Figure 3. Overall structure of TACAN.
(A) Cartoon representation of the TACAN dimer with each protomer colored uniquely. (B) Surface charge distribution and the possible orientation of TACAN, blue and red representing the positive and negative charges, respectively. The membrane is demarcated by dashed lines. (C) Tertiary structure of TACAN protomer viewed from the side and the cytoplasmic side. The protein is colored rainbow from N-terminus (blue) to C-terminus (red). The six transmembrane helices (S1–S6), two horizontal helices (H1 and H2), as well as a short helix (H3) in between are labeled.

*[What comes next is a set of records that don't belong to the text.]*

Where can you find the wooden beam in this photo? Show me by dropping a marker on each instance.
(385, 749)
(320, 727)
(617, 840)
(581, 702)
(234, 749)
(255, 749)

Figure 3—figure supplement 1. Cryo-EM analysis of wild-type TACAN.
(A) Size-exclusion chromatography of TACAN on a Superdex 200 Increase 10/300 GL column. (B) SDS- PAGE of fractions from size-exclusion chromatography between the red vertical lines shown in (A). (C) Representative cryo-EM image of the TACANWT, selected particles are circled in green, and the scale bar is 50 nm. (D) Cryo-EM data processing workflow for TACANWT. (E) Gold-standard Fourier shell correlation (FSC) curve after correction for masking effects. The resolution was estimated based on the FSC = 0.143 criterion. (F) FSC curve of the refined model versus EM map. The resolution was estimated based on the FSC = 0.5 criterion.
Figure 3—figure supplement 2. Representative density in the cryo-EM map of wild-type TACAN.
(A) The angular distribution of final reconstruction. (B) Local resolution map of TACANWT. (C) Cryo-EM densities for selected regions of TACANWT (contour level 4.4 in COOT).
Figure 3—figure supplement 3. Structural analysis of wild-type TACAN.
(A) The non-protein density (green mesh) observed in TACANWT is shown at different contour levels (UCSF Chimera). The surrounding protein density is shown as gray surface. (B) Interactions of TACAN protomers at the dimer interface. The protomers are colored uniquely, and the interfacial residues are shown in spheres.